THE MARE (LONGLISTED, 2017 BAILEYS WOMEN’S PRIZE)
“Feeling by themselves ain’t what matters.”
The Mare, Mary Gaitskill.
Think of a girl called Velvet, a dangerous horse, a riding competition, a growing obsession; the elements of one of the most-loved children’s films in the world. Mary Gaitskill’s “The Mare” draws freely and openly on the stories of National Velvet and Black Beauty, but sees the world not through the eyes of the horse, but through the eyes of the main characters. In the form of very short chapters, this polyphonic narrative is set in downtown and upstate New York in the Obama era. Gaitskill’s Velvet is Velveteen Vargas, a socially deprived girl from the black community of New York City. Chosen to take part in the Fresh Air for Kids scheme, she finds herself spending time at the country home of Ginger, a forty-something recovering alcoholic and her teacher husband, Paul.
The Mare is not only a fascinating animal story – horse-lovers will be delighted by Gaitskill’s skill and insight in describing horse behaviour and the growing love between an unprepossessing equine reject and a young girl from another world, herself a sort of reject – it is equally a subtly complex examination of the profound problems of communication and understanding between social classes and cultures. The themes of bullying between children and between adults, animal ill-treatment, violence, and inexplicable love run in a broad stream beneath the narrative. Silvia Vargas, Velvet’s angry, illiterate mother is deeply suspicious of Ginger, whom she imagines to be a vastly wealthy woman who will bring about her daughter’s death by allowing her to ride horses. Their only communication is by phone, via an incompetent interpreter – Silvia speaks no English – their conversations consisting mainly of Silvia’s screaming abuse at the unknown woman who is becoming too fond of Velvet. Gradually, after many upstate visits, Velvet becomes a courageous and competent rider, closely bonded with an unpredictable mare, whom she christens Fiery Girl. Velvet’s returns to her Brooklyn home are inevitably met with violence and screamed abuse from her mother.
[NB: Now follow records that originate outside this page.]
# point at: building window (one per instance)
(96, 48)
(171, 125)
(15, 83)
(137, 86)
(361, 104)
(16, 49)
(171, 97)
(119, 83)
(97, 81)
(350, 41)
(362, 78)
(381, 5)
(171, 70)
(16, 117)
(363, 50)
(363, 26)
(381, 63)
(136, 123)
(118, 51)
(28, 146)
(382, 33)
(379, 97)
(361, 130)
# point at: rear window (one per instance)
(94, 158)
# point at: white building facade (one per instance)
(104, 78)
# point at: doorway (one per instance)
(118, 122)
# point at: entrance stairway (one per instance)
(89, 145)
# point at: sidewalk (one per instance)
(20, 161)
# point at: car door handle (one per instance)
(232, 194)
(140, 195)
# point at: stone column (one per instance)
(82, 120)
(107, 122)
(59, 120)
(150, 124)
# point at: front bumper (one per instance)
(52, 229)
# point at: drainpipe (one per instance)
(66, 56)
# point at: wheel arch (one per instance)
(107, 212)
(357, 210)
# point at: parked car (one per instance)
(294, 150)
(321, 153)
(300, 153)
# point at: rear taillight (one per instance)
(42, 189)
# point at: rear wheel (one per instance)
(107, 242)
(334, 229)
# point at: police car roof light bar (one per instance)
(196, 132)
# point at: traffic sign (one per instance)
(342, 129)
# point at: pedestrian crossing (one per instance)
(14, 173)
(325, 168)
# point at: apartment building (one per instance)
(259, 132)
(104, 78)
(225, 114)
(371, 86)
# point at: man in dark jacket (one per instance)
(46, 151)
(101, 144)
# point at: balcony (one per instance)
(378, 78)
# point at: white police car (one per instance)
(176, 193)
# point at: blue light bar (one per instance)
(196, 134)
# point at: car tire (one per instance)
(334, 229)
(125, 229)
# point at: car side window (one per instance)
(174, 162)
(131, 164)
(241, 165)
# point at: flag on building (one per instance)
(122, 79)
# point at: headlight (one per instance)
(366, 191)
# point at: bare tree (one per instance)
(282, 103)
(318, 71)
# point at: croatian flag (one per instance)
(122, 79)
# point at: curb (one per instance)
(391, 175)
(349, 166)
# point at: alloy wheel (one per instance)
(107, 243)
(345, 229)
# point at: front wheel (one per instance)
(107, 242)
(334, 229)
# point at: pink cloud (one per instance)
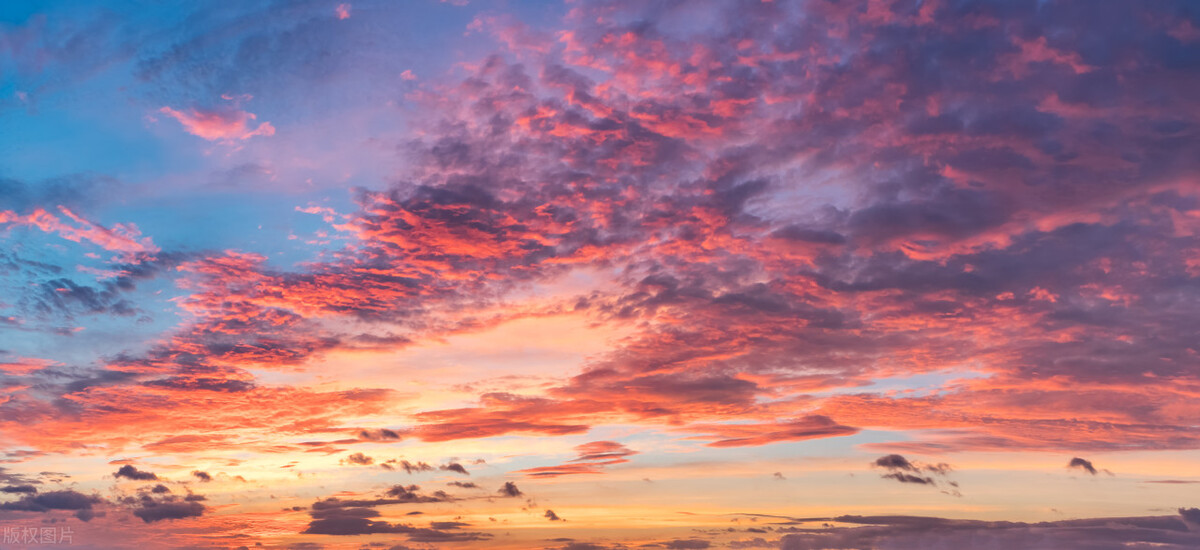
(123, 238)
(220, 125)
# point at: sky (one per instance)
(592, 275)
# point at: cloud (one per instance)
(60, 500)
(359, 459)
(225, 124)
(168, 508)
(592, 458)
(454, 467)
(133, 473)
(915, 532)
(1085, 465)
(905, 471)
(510, 490)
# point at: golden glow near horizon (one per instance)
(599, 275)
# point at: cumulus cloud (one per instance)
(131, 472)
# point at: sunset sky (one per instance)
(597, 275)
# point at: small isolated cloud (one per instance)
(220, 124)
(1085, 465)
(133, 473)
(510, 489)
(359, 459)
(906, 471)
(455, 467)
(593, 458)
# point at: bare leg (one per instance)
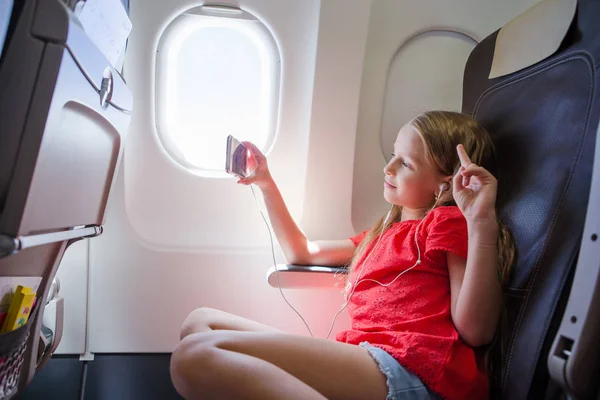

The challenges of maintaining a character’s voice over the length of a novel and point of view are great, especially the changing voice of the developing black teenager. Sometimes even a writer with the skill and experience of Mary Gaitskill can just miss those subtle changes.
But Gaitskill’s characters have relationships as flawed as they are human. Ginger’s self-destructive and alcoholic past is bound up with a man she refers to only as Michael, with whom she explored the world of drugs and alcohol. Meeting up with him again at an AA meeting in New York, they go back to his apartment, where nothing very much happens. Why was Ginger attracted to Paul, apart from by the fact that they were both in recovery? As a teenager, Velvet falls in love with Dominic, a boy from her neighbourhood. He rejects her because he is about to become a father and believes he is doing the honourable thing by supporting the mother of his child. Why does the habitually hostile Edie, Paul’s daughter from a previous marriage, want to be friendly with Velvet? Why is Velvet so determined to ride Fiery Girl, when no one else is allowed into her stable?
Stressed and superstitious, Silvia professes to hate her daughter and lays into her with her fists whenever she returns home from upstate Ginger’s place. And yet there is something deep and indestructible going on here and in all these unfathomable relationships. Velvet describes her mother’s illness: “ I stayed with her all night. She saw my clothes and make-up. I saw her look and felt it […] She yelled like always. But not about that.”
Their relationship does not need to be perfect for it to be valid, for it to be where they belong, any more than Ginger’s relationship with Paul, or Velvet’s with “her mare”, Fiery Girl. Isn’t this what the whole work is about?